Someone out there is playing games. It is time for both Marnie and Noah to face the truth about the creeping, chilling reaches of a troubled upbringing. Keeping quiet can be a means of survival, but the effects can be as terrible as killing

London, in winter.  It’s not the most welcoming place and, for three ex-offenders, it’s also not the safest.  When each are found with increasingly violent injuries (eventually leading to murder), Marnie and Noah aren’t sure if they have a vigilante on their hands or a series of random crimes. They are leaning towards vigilante but it’s a strong word and not one their new boss (DCS Ferguson) wants to hear, even if it might be the truth.
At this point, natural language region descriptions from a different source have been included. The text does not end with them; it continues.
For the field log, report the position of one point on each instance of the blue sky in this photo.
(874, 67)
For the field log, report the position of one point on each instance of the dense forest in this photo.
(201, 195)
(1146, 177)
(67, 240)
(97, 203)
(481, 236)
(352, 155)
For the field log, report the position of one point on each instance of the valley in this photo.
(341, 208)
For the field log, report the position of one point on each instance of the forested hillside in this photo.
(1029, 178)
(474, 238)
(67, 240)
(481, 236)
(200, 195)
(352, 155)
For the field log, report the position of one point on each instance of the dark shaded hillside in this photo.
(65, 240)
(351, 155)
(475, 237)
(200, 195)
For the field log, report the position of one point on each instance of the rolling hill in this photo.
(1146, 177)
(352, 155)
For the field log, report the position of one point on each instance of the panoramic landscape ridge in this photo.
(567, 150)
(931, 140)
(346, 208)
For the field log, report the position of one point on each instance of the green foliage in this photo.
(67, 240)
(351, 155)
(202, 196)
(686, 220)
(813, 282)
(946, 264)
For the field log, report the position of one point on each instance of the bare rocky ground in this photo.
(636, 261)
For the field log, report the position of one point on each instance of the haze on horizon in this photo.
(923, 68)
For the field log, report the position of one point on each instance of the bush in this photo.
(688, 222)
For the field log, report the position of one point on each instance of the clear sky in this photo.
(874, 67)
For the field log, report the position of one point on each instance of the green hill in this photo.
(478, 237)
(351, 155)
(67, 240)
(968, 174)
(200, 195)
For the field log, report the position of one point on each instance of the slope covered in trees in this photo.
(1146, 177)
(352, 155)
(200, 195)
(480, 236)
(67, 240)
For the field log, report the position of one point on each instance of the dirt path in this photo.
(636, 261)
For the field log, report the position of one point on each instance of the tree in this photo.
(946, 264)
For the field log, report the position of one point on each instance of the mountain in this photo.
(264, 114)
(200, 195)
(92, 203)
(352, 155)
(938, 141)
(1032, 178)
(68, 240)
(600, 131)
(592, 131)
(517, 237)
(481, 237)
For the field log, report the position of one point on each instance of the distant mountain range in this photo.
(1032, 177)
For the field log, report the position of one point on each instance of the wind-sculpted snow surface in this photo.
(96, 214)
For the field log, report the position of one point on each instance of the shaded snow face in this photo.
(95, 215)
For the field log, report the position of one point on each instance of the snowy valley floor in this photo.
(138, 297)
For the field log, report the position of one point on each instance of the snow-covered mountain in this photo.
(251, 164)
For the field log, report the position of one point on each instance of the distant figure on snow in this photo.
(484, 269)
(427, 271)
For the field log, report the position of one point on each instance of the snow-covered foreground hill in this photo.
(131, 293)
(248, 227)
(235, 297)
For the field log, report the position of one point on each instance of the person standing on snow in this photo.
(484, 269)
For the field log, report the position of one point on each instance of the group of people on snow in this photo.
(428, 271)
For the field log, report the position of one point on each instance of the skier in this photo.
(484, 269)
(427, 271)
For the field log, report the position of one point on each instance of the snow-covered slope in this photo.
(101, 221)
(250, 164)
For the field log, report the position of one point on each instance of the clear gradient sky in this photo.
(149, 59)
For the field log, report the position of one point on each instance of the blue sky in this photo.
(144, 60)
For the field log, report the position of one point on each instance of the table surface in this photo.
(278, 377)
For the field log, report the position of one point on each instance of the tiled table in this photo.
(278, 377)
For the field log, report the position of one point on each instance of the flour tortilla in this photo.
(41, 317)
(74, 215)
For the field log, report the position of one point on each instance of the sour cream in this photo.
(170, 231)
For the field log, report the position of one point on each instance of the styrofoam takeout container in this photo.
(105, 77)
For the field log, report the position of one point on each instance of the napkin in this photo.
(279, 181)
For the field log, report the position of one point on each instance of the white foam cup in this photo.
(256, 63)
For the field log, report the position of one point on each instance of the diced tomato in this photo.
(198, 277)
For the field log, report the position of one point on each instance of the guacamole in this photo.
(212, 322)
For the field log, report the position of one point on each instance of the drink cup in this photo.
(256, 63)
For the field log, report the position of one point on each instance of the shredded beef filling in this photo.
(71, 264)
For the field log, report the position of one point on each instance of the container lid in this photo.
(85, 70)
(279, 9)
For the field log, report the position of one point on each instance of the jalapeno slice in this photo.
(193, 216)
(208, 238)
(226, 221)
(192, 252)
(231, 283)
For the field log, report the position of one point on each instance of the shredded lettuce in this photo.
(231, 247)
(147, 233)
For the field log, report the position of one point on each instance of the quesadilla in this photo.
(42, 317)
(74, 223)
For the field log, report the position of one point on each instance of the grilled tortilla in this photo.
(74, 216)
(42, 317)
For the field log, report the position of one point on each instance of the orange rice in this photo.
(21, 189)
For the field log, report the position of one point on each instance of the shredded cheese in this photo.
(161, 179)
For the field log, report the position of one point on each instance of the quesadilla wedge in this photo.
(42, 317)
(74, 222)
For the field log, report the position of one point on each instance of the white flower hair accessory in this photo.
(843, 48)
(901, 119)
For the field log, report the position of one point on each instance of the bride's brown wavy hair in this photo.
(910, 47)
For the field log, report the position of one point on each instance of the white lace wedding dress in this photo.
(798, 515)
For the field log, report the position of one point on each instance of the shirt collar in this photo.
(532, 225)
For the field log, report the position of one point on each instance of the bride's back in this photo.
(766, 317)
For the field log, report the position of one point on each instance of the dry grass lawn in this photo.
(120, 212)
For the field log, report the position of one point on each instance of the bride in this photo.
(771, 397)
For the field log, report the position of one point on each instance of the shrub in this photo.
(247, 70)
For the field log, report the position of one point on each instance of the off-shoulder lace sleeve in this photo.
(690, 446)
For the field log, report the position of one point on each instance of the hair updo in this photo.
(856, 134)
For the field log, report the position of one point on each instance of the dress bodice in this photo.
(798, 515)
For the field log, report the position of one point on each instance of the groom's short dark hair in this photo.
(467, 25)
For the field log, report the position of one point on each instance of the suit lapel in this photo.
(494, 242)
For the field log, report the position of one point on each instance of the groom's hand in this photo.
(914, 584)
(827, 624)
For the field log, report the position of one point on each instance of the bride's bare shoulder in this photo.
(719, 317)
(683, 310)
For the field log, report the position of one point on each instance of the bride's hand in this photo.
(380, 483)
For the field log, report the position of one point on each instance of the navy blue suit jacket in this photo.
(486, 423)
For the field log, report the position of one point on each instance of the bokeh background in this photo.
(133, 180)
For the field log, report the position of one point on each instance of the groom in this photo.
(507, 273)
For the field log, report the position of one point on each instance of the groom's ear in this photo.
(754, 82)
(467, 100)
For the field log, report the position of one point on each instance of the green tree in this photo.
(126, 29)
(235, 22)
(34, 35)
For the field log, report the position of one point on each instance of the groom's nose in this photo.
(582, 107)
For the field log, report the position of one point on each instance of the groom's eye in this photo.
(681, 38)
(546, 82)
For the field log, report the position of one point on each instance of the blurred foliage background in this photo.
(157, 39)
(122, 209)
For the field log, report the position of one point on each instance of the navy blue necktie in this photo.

The question is, if it is the truth, why have these victims been picked.  What is it about them that made them targets (other than their records) and how are they connected to a missing child and London’s street gangs.  Marnie knows that if they can find the link, she can find the killer.  What she doesn’t expect to find is a link back to her, and her own past – one where her parents were killed by their foster child – and which she has never really recovered from. It all makes for a tense read and real page-turner of a book.

It’s also quite a complex read, with lots of threads weaving together and then unravelling just when you think you have it all figured out.  I liked this about it and thought Sarah Hilary did a great job of keeping things interesting without making them confusing. When I was thinking of how to describe this book, I kept coming back to the word relentless – it really didn’t give you a moments pause or let up for a second.   I didn’t feel bored for an instant and found myself challenged to guess who dunnit (I did, but only a few pages before Marnie so it was pretty obvious by then).

There is an intensity to the writing and to Marnie.  She’s another complicated female, my favourite kind, but compared to some I’ve read recently pretty stable and down-to-earth.  I got a chuckle when she says “Maverick detectives don’t exist outside of fiction”.  She’s probably right and isn’t someone I would describe as a maverick, just a very good policewoman – albeit one who is damaged by her past so slow to let people in and definitely married to her job.  It felt refreshing that she didn’t keep running off on her own and ignoring her team or her boss.  I also liked Noah, the other main character who has his own story (which nicely intercepts the main plot) which helped make him real, not just a side-kick to Marnie.

In fact, there isn’t really anything I didn’t like here (other than realising I haven’t read the third in the series).  It is well written, with great pace and interesting characters.  I felt involved in the story all the way through and was a bit disappointed when I had to say goodbye to it.  For those who haven’t read the other books, it works well as a standalone.  So, all in all, a great read that I highly recommend and liked a lot.




Source: Publisher
Publisher: Headline
Publication Date: 9th March, 2017
Pages: 416
Format: paperback
Genre: crime fiction

Pre-order on Amazon UK

Note: I received a copy of this book from the publisher in return for a fair and honest review.  All thoughts, feelings and opinions are my own.




  1. I have book two on audio but for some reason, I keep putting it off, I think it’s cause I am not a huge fan of the narrator. I need to try it again as I liked book one. Maybe I should try just reading them. 🙂


    • I don’t know how they would be on audio as it’s quite dialogue heavy. There is a great bit where they role play the killer for example. If you don’t like the narrator not sure how that would work for you. paper may be the way to go.


    • I would definitely recommend it. It is gritty (maybe a word I should have used instead of relentless now it’s popped into my brain) but I like it’s smart too.